WEIGHING THE EVIDENCE

In 2006 the CDC recommended testing everyone between the ages of 13-64 at least once. They have since been joined by professional groups such as the American College of Physicians and the HIV Medicine Association.

The fact that the CDC and the task force came to different conclusions, even in the face of similar evidence, is likely to have stemmed from differences in their respective missions.

"We are looking at public health. The task force may be looking more at clinical care and the integration of prevention services within the clinical setting," said CDC Executive Director Kevin Fenton.

The task force is charged with weighing the potential harm of a test against its possible benefits. In 2005 the panel was not convinced by the available evidence that widespread screening would have the desired effect of helping prevent new infections by changing the behavior of the patient who tested positive.

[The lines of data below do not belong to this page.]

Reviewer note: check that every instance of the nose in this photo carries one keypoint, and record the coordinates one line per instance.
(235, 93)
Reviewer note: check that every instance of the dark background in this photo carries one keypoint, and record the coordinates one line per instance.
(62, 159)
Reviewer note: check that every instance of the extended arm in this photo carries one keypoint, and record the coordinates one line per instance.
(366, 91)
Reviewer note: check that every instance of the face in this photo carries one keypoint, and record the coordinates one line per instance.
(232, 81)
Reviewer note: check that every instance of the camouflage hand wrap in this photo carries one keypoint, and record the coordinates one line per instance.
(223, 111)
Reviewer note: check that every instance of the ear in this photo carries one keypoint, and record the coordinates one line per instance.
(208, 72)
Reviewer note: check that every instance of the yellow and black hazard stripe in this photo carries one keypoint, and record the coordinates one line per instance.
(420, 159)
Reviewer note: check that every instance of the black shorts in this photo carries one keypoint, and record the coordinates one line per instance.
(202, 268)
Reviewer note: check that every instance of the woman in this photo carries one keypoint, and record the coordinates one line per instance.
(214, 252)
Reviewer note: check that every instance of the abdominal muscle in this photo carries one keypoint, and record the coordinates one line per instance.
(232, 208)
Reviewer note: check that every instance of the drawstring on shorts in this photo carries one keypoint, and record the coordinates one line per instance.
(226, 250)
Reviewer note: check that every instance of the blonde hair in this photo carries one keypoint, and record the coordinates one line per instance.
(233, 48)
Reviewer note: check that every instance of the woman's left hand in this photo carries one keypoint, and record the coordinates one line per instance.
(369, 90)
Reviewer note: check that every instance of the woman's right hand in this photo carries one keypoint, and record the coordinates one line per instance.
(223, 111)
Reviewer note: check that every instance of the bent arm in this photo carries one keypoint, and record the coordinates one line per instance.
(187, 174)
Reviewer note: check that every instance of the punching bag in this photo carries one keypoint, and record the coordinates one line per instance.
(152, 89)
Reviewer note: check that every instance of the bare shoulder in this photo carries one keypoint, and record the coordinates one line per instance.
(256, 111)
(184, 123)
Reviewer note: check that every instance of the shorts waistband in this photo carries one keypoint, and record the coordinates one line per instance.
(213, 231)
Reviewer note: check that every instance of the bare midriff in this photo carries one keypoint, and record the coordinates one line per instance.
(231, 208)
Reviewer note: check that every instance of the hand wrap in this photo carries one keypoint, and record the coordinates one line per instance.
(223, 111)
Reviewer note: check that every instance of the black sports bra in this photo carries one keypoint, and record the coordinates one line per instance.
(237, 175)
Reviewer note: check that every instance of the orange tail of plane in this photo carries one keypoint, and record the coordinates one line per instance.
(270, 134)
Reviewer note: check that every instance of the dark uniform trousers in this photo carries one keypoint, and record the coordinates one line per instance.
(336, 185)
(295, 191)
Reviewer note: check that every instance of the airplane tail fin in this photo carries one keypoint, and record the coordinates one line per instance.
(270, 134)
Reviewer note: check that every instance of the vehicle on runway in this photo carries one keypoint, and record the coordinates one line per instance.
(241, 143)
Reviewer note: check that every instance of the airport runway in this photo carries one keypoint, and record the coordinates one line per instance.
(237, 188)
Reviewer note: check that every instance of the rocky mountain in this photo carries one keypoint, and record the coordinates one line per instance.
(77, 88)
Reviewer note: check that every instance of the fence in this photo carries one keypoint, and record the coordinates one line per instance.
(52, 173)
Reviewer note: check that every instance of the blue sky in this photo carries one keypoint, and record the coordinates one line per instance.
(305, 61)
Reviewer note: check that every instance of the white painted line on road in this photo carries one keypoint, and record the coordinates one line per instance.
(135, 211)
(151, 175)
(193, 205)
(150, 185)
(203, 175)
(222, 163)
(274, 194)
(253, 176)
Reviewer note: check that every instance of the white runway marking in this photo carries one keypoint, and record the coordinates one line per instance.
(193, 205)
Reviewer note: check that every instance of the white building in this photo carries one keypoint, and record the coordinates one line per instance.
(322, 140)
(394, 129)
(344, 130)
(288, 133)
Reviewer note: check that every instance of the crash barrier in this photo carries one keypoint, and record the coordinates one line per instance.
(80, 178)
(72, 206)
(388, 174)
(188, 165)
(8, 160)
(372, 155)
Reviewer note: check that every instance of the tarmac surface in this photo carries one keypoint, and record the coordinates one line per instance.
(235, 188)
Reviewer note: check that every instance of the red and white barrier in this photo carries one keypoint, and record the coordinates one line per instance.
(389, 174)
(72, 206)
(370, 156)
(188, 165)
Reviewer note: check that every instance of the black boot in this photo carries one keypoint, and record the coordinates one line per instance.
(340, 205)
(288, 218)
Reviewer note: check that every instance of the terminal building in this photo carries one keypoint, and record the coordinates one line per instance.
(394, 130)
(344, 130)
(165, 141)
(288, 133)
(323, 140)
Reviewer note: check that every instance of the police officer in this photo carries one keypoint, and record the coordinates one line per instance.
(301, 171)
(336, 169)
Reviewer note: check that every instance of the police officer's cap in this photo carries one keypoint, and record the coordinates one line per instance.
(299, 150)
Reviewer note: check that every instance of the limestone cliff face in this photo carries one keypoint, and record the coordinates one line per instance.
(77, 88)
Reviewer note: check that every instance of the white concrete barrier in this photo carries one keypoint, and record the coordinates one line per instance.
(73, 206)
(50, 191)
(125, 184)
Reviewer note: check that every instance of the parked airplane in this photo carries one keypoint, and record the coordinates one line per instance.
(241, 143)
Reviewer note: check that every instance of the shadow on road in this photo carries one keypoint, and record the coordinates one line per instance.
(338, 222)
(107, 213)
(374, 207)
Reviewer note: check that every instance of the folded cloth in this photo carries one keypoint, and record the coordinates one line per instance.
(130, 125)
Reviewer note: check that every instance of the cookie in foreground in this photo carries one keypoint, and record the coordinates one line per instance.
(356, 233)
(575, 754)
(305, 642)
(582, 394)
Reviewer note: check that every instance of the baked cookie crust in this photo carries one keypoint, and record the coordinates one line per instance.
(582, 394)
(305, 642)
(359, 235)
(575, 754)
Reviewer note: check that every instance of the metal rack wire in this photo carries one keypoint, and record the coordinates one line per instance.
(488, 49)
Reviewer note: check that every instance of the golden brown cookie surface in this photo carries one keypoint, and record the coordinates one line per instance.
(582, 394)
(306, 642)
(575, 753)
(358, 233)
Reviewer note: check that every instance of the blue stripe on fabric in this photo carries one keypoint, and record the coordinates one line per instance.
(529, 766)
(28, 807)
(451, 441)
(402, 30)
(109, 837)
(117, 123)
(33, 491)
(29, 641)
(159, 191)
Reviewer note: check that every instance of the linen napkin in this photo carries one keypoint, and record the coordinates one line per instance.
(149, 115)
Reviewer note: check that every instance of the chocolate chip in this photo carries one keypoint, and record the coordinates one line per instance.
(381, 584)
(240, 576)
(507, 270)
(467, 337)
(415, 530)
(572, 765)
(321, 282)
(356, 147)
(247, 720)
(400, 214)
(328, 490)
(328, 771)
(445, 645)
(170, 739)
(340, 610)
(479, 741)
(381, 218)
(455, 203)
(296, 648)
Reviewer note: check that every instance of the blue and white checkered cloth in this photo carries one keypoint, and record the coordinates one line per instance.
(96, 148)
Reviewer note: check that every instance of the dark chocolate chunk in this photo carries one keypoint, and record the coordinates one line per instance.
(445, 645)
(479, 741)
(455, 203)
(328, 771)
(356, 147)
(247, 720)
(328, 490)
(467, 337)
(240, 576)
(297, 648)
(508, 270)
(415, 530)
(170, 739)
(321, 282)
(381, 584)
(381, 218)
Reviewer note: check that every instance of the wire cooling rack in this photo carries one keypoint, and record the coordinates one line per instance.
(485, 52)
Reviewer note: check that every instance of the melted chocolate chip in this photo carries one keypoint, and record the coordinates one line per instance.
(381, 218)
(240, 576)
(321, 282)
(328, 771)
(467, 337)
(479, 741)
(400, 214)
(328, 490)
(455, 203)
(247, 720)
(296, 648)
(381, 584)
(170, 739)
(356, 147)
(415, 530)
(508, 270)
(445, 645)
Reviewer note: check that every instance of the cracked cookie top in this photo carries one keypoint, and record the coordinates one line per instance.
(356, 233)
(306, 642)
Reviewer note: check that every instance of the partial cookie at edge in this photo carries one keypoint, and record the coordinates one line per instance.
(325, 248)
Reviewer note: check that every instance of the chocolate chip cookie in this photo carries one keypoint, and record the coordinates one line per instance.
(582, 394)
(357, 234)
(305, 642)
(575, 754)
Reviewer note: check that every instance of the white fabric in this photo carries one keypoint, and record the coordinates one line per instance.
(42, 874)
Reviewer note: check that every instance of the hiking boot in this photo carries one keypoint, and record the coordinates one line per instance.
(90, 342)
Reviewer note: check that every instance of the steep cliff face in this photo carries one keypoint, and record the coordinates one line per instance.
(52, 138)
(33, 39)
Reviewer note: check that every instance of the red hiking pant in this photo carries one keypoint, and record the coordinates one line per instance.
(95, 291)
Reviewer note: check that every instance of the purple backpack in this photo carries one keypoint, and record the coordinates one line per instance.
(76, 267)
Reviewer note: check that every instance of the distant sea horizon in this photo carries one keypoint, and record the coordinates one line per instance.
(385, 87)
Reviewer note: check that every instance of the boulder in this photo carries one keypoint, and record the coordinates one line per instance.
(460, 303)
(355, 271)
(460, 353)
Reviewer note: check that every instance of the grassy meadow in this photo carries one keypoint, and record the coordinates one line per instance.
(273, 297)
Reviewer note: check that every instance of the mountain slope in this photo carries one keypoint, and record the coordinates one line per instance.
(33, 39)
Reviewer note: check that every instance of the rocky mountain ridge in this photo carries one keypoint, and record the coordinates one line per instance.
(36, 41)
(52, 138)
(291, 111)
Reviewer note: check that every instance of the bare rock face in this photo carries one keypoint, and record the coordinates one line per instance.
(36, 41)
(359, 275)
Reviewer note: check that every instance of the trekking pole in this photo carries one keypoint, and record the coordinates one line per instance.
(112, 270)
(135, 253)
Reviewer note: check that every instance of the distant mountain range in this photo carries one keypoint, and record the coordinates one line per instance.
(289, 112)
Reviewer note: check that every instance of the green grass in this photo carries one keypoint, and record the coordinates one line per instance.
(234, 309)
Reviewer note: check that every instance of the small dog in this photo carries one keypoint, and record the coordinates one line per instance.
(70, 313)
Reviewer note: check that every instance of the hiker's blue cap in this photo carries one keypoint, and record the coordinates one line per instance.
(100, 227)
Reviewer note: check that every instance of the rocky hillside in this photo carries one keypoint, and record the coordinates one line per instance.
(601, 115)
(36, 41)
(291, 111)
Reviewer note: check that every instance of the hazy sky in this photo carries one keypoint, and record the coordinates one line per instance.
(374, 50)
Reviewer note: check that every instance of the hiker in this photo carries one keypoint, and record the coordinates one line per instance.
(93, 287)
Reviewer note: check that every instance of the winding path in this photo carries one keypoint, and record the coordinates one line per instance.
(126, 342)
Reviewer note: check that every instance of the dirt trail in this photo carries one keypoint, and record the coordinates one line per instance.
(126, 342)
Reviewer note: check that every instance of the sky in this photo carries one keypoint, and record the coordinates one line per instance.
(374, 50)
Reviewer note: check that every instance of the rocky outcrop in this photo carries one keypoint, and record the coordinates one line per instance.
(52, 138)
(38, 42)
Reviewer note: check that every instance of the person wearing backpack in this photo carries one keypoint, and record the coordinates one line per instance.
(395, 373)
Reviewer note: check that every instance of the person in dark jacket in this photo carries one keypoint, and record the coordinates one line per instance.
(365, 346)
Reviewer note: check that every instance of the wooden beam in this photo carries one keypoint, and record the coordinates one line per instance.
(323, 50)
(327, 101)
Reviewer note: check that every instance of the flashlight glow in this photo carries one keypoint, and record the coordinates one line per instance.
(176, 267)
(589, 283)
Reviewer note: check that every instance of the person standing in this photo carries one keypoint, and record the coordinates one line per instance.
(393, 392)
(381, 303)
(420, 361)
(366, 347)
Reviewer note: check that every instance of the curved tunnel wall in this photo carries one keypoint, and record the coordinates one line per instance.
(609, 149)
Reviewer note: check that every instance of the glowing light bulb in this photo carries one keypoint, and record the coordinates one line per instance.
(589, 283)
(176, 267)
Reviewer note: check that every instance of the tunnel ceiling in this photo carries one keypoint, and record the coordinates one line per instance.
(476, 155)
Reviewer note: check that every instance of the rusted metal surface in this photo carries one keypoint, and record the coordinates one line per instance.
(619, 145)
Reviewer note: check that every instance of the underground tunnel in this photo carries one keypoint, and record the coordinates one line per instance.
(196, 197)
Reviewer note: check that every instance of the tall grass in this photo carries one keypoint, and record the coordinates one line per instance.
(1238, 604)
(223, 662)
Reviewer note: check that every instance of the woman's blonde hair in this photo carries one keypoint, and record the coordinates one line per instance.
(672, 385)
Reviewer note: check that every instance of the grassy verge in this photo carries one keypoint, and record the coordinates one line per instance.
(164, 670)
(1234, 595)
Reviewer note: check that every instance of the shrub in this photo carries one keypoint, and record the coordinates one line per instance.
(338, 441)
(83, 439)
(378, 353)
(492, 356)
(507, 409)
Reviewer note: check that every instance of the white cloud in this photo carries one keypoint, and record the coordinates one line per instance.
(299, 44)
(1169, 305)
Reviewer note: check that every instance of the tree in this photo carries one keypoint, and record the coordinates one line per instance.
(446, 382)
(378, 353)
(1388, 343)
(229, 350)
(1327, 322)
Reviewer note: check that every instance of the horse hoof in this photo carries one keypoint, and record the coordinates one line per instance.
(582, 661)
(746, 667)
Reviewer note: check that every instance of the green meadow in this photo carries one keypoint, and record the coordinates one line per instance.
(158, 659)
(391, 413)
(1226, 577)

"We did not find that evidence at that time compelling enough to say that we were confident that more people would benefit than the people who had HIV detected," said Dr. Michael LeFevre, co-chair of the task force.

"Obviously that was seven years ago," he said, noting that new scientific evidence has since emerged showing that the very treatment of infected people can help prevent them from passing on the disease. He said that will be factored into the panel's recommendation this fall.

THE COST EQUATION

While the task force doesn't factor cost into its considerations, the CDC and other healthcare providers do. Researchers at Stanford University estimate that over a 20-year period, expanding HIV testing to the general U.S. population would reach $27 billion dollars.

A more cost-effective solution proposed by the researchers, and in line with CDC recommendations, would be to do a one-time screening of the general population, followed up by annual testing in areas with greater prevalence of the disease.

Such a strategy would prevent an estimated 212,000 new infections and even lead to long-term healthcare savings, when the lifetime cost of $367,000 for HIV treatment is considered.

Private initiatives have also sought to make HIV screening more accessible and affordable. The CDC has a pilot program with drugstore chain Walgreen Co and other pharmacies for free, rapid HIV tests, whose wholesale cost is about $20 each.

The U.S. Food and Drug Administration recently approved the first over-the-counter, self-administered HIV test from OraSure Technologies, which is expected to sell for $60. A positive result would require follow-up at a doctor's office.

Adding an HIV screening to a routine blood exam would amount to $1.50 per patient.

LeFevre, a primary care doctor in Missouri, cautions that the barriers to testing go beyond the rating of a single agency.

"I can't think of another blood test in all of my practice that carries that baggage," he says of the pre-test consent, counseling, and post-test follow-up that HIV screening requires.

United Medical Center's Fitzpatrick agrees.

"This test is all about talking about sex and facing things about your patient that you feel uncomfortable facing," she said. "For years this was considered a gay disease so doctors did not get into the habit of talking about HIV or thinking that their patients might have HIV because they may not have had gay patients or they might not have known they have gay patients."